Daily digest market movers: US Dollar ticks up with key US data on tap

  • The US Dollar’s downside attempts remain limited as investors bide their time ahead of the ISM Manufacturing PMI data and the latest US Nonfarm Payrolls report, less than one week ahead of the Federal Reserve’s (Fed) meeting.
     
  • Investors’ bets that former President Donald Trump will win the US presidential election and implement an inflationary policy of low taxes, big spending and tariffs on imports is providing additional support to the US Dollar.
     
  • US Nonfarm Payrolls are expected to have increased by 113K in October, down from the 254K advance seen in September. Hurricanes and strikes might distort the final numbers, so the unemployment rate – which is seen steady at 4.1% – is likely to have particular relevance.
     
  • The ISM Manufacturing PMI is expected to have improved marginally to 47.6 from 47.2 in the previous month. Still, it would remain at levels reflecting contraction in the sector’s business activity. 
  • DXY technical outlook: Support at 103.85 remains in focus

The DXY index is moving within a horizontal channel, but the broader bullish trend appears to be losing steam and technical indicators show signs of a potential trend shift.

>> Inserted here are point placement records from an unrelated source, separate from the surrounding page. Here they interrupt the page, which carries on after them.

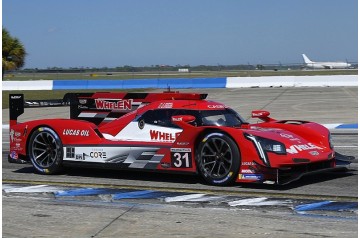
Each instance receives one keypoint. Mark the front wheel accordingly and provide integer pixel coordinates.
(218, 159)
(45, 151)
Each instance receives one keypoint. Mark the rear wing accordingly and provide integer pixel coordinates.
(98, 108)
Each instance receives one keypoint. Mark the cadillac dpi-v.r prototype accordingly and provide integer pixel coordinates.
(171, 132)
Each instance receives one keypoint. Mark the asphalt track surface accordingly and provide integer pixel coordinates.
(184, 205)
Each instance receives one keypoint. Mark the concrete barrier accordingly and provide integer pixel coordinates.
(27, 85)
(180, 83)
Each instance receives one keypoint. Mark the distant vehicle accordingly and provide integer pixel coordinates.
(325, 65)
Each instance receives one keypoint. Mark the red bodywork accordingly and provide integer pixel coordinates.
(130, 140)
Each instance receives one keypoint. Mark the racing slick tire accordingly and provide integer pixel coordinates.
(45, 151)
(218, 159)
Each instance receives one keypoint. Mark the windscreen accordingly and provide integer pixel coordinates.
(225, 117)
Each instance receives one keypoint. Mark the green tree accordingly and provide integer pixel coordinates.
(13, 54)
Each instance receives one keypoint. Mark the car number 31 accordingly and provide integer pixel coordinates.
(181, 157)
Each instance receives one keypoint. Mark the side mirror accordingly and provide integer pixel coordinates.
(182, 120)
(261, 114)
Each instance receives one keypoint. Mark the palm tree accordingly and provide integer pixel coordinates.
(13, 54)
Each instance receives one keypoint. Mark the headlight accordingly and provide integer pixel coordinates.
(272, 145)
(265, 145)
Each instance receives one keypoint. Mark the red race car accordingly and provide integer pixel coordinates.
(171, 132)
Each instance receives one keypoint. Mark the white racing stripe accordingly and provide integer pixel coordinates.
(184, 198)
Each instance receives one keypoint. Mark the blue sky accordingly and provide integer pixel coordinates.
(110, 33)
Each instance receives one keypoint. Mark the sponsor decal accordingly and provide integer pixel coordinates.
(121, 104)
(166, 105)
(163, 136)
(141, 124)
(224, 179)
(288, 136)
(177, 119)
(12, 133)
(99, 154)
(74, 132)
(294, 149)
(247, 171)
(79, 157)
(82, 101)
(251, 176)
(14, 155)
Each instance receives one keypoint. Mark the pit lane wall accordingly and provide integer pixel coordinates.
(178, 83)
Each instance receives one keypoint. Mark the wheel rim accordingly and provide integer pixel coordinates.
(45, 149)
(216, 156)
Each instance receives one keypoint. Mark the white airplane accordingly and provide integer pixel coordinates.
(325, 65)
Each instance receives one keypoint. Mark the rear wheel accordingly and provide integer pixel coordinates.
(218, 159)
(45, 151)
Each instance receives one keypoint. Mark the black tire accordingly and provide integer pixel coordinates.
(218, 159)
(45, 151)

The 4-hour chart shows a bearish divergence in the Relative Strength Index (RSI) and price action capped below the 50-period Simple Moving Average (SMA).

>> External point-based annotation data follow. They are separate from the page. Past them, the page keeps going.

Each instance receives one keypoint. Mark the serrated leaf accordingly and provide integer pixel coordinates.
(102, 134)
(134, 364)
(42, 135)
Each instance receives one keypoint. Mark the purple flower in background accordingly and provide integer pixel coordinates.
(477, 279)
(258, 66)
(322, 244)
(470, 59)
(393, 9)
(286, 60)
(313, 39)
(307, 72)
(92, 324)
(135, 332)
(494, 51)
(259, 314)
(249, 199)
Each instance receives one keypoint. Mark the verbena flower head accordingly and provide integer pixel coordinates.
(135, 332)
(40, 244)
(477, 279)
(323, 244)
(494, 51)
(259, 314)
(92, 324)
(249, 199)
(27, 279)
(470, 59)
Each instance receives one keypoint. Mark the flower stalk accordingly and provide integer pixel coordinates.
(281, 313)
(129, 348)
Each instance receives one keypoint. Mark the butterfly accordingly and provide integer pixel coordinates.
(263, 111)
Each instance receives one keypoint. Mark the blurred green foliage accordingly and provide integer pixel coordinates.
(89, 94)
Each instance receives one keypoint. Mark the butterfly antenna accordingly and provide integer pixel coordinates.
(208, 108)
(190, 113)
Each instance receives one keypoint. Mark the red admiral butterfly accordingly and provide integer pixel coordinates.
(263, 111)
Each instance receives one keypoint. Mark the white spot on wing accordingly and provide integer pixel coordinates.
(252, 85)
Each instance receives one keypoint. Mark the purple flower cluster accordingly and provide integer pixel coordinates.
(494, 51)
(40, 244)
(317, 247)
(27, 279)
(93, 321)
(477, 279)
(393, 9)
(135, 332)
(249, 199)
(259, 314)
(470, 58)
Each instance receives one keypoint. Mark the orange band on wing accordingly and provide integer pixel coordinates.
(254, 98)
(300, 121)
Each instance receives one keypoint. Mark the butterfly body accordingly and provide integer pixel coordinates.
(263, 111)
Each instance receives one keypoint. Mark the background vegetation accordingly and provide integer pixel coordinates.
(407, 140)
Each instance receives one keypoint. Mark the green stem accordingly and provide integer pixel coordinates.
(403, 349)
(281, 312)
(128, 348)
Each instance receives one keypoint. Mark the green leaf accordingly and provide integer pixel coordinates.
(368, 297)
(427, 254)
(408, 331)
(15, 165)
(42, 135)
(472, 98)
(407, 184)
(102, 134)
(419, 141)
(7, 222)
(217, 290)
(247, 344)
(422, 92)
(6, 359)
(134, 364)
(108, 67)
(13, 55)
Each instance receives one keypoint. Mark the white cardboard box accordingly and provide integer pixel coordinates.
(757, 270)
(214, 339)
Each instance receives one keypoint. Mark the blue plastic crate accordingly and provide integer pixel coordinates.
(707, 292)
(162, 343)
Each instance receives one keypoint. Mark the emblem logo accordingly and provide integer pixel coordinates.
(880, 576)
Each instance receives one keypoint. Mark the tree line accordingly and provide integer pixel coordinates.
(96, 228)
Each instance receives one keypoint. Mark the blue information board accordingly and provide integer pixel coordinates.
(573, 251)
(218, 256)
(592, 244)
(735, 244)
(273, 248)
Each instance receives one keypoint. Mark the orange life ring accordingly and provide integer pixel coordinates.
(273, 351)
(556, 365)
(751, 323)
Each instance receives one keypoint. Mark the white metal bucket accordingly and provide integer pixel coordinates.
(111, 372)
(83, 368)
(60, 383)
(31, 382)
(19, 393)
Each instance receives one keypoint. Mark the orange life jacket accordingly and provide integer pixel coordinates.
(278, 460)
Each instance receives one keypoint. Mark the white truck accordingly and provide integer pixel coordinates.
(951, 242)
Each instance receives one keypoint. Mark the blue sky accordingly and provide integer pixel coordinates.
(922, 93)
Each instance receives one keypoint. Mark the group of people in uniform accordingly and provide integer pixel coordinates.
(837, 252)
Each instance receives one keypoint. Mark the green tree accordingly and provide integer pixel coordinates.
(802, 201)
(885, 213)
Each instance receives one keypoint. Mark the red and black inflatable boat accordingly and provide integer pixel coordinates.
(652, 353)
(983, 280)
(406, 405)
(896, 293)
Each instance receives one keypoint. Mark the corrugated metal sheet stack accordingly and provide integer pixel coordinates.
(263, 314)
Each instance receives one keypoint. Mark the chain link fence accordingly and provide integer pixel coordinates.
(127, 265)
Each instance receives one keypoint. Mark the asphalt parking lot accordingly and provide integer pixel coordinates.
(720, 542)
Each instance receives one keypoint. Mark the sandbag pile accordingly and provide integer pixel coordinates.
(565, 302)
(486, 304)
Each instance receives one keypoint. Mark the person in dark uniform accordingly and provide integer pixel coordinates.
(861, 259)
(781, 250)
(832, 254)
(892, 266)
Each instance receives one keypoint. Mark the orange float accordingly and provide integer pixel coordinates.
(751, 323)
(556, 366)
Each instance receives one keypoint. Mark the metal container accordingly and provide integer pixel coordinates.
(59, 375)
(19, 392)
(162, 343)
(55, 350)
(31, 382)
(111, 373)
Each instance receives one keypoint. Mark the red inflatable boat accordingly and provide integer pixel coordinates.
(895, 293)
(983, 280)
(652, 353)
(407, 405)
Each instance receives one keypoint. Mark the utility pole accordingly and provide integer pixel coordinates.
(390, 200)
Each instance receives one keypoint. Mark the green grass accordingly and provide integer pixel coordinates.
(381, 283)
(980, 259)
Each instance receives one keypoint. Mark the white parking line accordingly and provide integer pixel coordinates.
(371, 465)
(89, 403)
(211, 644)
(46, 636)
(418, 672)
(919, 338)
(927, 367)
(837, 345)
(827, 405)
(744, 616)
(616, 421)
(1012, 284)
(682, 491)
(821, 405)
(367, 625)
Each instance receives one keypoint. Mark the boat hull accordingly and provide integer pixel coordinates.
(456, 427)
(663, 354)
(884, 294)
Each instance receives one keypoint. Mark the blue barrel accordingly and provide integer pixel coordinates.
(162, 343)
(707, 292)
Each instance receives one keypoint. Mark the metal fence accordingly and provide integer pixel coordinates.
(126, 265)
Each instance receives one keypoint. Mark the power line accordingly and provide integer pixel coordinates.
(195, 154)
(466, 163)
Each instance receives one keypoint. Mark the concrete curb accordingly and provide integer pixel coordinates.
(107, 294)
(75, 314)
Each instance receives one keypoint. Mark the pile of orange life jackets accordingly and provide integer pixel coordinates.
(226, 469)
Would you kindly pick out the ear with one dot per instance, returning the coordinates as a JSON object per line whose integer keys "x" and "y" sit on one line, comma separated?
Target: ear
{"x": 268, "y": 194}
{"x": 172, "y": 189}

These negative signs keep the support area at 103.85 in play. Below here, the next target would be 103.40. To the upside, the index has some resistance at 104.20 ahead of the October peak at 104.63.

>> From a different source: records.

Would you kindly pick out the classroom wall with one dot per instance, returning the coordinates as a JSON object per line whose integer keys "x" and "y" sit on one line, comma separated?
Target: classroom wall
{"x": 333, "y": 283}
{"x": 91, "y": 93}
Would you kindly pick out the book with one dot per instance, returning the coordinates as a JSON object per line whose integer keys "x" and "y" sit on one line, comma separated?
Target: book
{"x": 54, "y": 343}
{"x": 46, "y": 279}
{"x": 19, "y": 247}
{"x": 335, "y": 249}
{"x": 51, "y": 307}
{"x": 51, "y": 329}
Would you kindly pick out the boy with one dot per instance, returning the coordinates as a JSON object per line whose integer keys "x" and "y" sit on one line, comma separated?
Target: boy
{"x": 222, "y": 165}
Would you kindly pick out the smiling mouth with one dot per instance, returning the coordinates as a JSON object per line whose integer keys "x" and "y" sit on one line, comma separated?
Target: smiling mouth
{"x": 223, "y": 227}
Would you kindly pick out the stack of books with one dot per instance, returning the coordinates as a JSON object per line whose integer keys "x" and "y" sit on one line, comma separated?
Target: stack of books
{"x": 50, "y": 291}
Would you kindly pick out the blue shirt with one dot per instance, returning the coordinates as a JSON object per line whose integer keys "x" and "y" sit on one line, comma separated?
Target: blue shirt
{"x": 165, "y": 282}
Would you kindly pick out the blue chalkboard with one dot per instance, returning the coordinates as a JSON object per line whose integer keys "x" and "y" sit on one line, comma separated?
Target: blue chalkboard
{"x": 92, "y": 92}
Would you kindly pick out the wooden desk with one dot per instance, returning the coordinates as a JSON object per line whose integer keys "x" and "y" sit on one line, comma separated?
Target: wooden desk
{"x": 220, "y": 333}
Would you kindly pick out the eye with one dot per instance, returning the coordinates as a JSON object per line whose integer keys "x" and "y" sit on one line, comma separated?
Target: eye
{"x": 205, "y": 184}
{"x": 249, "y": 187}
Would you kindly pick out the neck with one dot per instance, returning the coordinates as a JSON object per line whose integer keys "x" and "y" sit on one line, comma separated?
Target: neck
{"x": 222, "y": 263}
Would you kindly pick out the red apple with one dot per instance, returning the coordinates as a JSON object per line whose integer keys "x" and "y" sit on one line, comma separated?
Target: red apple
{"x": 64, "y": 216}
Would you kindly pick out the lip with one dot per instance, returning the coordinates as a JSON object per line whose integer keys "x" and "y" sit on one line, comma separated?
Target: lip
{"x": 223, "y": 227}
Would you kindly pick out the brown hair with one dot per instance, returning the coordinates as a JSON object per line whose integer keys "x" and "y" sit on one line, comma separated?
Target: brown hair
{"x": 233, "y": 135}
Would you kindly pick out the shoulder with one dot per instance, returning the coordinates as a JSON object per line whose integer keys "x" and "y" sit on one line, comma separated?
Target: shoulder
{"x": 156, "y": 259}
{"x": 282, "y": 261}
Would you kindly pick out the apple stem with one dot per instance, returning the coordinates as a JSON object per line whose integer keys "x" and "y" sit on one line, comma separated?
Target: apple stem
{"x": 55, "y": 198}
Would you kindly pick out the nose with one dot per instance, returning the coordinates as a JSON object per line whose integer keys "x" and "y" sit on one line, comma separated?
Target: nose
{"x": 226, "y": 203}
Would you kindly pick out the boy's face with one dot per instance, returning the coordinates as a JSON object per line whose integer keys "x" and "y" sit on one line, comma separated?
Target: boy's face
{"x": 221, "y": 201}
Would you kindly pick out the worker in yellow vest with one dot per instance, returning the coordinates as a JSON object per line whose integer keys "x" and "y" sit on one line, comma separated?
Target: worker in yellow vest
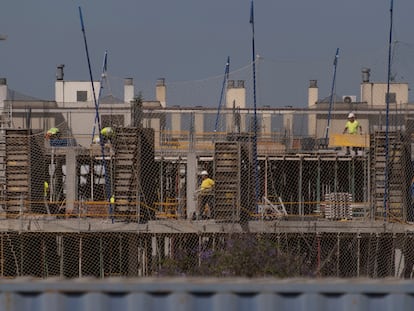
{"x": 107, "y": 133}
{"x": 352, "y": 126}
{"x": 52, "y": 133}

US Dollar Index 4-hour chart

Employment FAQs

Labor market conditions are a key element to assess the health of an economy and thus a key driver for currency valuation. High employment, or low unemployment, has positive implications for consumer spending and thus economic growth, boosting the value of the local currency. Moreover, a very tight labor market – a situation in which there is a shortage of workers to fill open positions – can also have implications on inflation levels and thus monetary policy as low labor supply and high demand leads to higher wages.

The pace at which salaries are growing in an economy is key for policymakers. High wage growth means that households have more money to spend, usually leading to price increases in consumer goods. In contrast to more volatile sources of inflation such as energy prices, wage growth is seen as a key component of underlying and persisting inflation as salary increases are unlikely to be undone. Central banks around the world pay close attention to wage growth data when deciding on monetary policy.

The weight that each central bank assigns to labor market conditions depends on its objectives. Some central banks explicitly have mandates related to the labor market beyond controlling inflation levels. The US Federal Reserve (Fed), for example, has the dual mandate of promoting maximum employment and stable prices. Meanwhile, the European Central Bank’s (ECB) sole mandate is to keep inflation under control. Still, and despite whatever mandates they have, labor market conditions are an important factor for policymakers given its significance as a gauge of the health of the economy and their direct relationship to inflation.